I too ran into this issue, with my Mini hooked up to an old standard def television via the A/V Composite cables. I also had seen it work properly beforehand, but I couldn't help myself trying to tweak the video settings, after which point everything became, and stayed, squished.

What worked for me (FIX):

I went through Help to Clear & Delete Everything.
I re-ran Guided Setup (which you basically have to do once it's been wiped).
I was very careful to only select 480i output resolution, with a 4:3 aspect ratio.
After that, I'm once again able to view 16:9 HD shows/recordings and use the Zoom button to cycle through Panel (letterbox), Zoom (chops off left and right sides), and Full (Squished). Note that it still displays the HD menus squished, without letterboxing, but it's functional, and I'm far more concerned with actually watching content in the proper ratio.

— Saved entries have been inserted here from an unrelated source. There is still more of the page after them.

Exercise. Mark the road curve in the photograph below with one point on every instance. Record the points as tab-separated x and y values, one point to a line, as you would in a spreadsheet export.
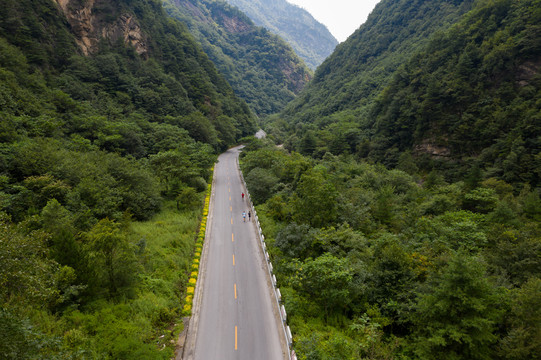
236	317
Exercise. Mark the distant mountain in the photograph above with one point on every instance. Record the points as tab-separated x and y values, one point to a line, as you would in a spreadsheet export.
310	39
455	84
362	66
260	66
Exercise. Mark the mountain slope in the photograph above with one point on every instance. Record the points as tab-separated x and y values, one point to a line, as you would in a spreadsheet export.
361	66
262	69
311	40
472	95
110	116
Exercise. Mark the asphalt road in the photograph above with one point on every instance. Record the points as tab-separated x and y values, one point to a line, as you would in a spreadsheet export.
236	318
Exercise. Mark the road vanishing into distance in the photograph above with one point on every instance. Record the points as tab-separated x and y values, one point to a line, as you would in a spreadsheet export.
236	316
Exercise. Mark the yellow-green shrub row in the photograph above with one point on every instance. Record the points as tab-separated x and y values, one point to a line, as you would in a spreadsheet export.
188	302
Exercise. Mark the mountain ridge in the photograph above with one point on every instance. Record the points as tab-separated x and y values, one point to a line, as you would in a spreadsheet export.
262	69
311	40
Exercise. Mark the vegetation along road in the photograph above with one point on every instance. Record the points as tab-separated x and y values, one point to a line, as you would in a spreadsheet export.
236	319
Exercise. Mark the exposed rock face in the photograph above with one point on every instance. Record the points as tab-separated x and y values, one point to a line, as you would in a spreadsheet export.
527	71
89	26
433	149
235	25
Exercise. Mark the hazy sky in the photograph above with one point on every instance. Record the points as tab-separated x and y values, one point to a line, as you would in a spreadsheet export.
342	17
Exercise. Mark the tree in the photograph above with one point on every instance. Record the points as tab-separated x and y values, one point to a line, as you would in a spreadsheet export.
523	340
326	279
315	200
110	257
456	313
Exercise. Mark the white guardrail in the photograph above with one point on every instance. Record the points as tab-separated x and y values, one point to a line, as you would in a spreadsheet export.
277	294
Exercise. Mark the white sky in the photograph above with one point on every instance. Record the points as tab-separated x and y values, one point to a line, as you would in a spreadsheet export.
342	17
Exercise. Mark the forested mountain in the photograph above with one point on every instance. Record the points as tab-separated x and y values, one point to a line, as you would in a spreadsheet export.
262	69
403	213
310	39
362	66
110	114
441	82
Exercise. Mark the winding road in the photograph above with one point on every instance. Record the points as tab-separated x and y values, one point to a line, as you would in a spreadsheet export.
234	316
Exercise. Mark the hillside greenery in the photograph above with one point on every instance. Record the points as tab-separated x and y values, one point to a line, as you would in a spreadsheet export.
262	69
104	161
462	100
374	264
403	212
349	80
310	39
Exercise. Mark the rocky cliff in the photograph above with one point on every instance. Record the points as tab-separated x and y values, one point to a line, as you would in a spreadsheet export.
87	20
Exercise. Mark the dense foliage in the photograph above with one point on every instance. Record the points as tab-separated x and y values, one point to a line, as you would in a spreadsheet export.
262	69
459	95
362	66
95	152
374	264
473	93
310	39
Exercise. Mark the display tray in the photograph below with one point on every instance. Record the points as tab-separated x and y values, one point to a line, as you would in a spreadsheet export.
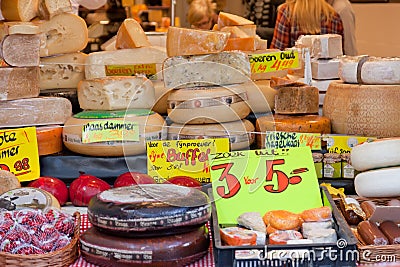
343	253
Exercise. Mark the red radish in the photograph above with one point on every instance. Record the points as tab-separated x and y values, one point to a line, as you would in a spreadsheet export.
184	181
54	186
133	178
85	187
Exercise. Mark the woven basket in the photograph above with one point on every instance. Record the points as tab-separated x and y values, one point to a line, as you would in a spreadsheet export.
60	258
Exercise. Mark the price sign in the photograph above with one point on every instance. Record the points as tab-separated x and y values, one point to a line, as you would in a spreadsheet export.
278	139
270	62
19	153
166	159
263	180
110	130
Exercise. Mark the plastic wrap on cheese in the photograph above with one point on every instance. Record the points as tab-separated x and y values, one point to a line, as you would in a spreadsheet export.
214	69
370	70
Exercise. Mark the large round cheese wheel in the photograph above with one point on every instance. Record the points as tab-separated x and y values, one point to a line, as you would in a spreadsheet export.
150	128
240	133
378	183
49	139
207	105
377	154
168	251
149	209
367	110
290	123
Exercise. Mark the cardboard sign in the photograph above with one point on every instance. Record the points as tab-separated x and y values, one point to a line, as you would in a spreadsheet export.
278	139
19	153
166	159
263	180
110	130
344	144
270	62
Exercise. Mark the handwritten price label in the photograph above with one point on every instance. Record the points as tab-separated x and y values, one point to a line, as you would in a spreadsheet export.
270	62
263	180
19	153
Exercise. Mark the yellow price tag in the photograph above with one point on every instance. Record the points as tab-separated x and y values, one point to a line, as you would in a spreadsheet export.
270	62
19	153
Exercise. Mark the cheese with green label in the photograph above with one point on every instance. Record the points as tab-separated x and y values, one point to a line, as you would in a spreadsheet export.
213	69
113	93
125	62
62	71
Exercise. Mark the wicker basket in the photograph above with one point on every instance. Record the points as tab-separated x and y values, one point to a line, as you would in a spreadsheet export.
60	258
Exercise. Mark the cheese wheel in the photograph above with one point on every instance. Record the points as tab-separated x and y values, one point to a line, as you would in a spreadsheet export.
370	70
287	123
366	110
169	251
149	210
240	133
49	139
207	105
378	183
150	128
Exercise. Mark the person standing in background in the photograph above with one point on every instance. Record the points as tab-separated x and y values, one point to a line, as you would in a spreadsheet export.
202	14
346	13
301	17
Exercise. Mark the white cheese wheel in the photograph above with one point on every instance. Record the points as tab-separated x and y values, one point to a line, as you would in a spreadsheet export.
377	154
367	110
378	183
118	92
150	128
207	105
370	70
240	133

I was not able to restore this any other way by just going through Settings > Video. As a matter of fact, I'm now afraid to even go back in there, lest I recreate the issue all over again. But, my Roamio can now freely record all the HD widescreen it likes for the main TV, and we can still watch those recordings on the older television in another room, in letterbox.

I hope this helps.


----------



## hanlan (Sep 26, 2013)

I did the same thing during setup...I chose 480i and 4:3


----------



## don129 (Jun 29, 2010)

sparkyonline said:


> I too ran into this issue, with my Mini hooked up to an old standard def television via the A/V Composite cables. I also had seen it work properly beforehand, but I couldn't help myself trying to tweak the video settings, after which point everything became, and stayed, squished.
> 
> What worked for me (FIX):
> 
> ...


This worked for me as well. Thanks for bringing this to my attention!


----------



## heelsbigc (Aug 23, 2013)

sparkyonline said:


> I too ran into this issue, with my Mini hooked up to an old standard def television via the A/V Composite cables. I also had seen it work properly beforehand, but I couldn't help myself trying to tweak the video settings, after which point everything became, and stayed, squished.
> 
> What worked for me (FIX):
> 
> ...


THAT WORKED! Thank you. :up:


----------



## BigJimOutlaw (Mar 21, 2004)

I haven't really kept up on this issue... Now that the fall software is out, have they repaired the Mini's 4:3 aspect ratio issues? Do menus/videos letterbox correctly, or is the previous trick still needed?


----------



## BigJimOutlaw (Mar 21, 2004)

BigJimOutlaw said:


> I haven't really kept up on this issue... Now that the fall software is out, have they repaired the Mini's 4:3 aspect ratio issues? Do menus/videos letterbox correctly, or is the previous trick still needed?


Bump.


----------